I dropped it. For now.
****
“What are you wearing?”
I pulled the phone from my ear then brought it back with a laugh. “I know you’re not being serious.”
Even though I was the only person on the floor since Natasha was out sick, I cast a nervous look at the door. The silence that followed my statement told me that he was dead serious--and the heat that flooded me crashed into my nerves until there was nothing to hold onto but desire.
“So how’s London?” I asked quickly, trying to move the conversation to G-rated territory.
“Wet,” he answered glumly. “Relatively uneventful since I’ve spent the past two days on the phone or in meetings.”
“I’m sorry,” I offered, turning to the window and looking at the bright blue sky. After a few weeks of triple digit weather it was actually pretty nice outside. Perfect for a nice stroll in the park.

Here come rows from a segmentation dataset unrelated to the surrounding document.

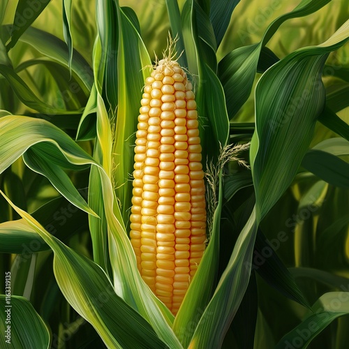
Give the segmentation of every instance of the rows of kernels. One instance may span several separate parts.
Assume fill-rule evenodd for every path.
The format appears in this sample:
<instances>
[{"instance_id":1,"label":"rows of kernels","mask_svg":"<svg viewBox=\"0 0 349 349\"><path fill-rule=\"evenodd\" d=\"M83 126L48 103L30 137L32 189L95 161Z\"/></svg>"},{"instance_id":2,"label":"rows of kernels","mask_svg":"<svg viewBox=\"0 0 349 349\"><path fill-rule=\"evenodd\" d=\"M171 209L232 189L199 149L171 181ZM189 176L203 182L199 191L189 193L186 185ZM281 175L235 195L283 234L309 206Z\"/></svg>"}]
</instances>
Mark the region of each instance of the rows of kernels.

Or a spanking on the patio, I thought mischievously. I turned back to the front, banishing the delicious images and sensations that came with a vengeance. My body revolted against my attempts to keep things professional. It took me back to the spanking bench, feeling the leather against my heated skin, the fear colliding with anticipation for the first strike. Knowing the apprehensive, straight and narrow girl that walked into Whitmore and Creighton all those months ago was a stranger and in her place was someone adventurous.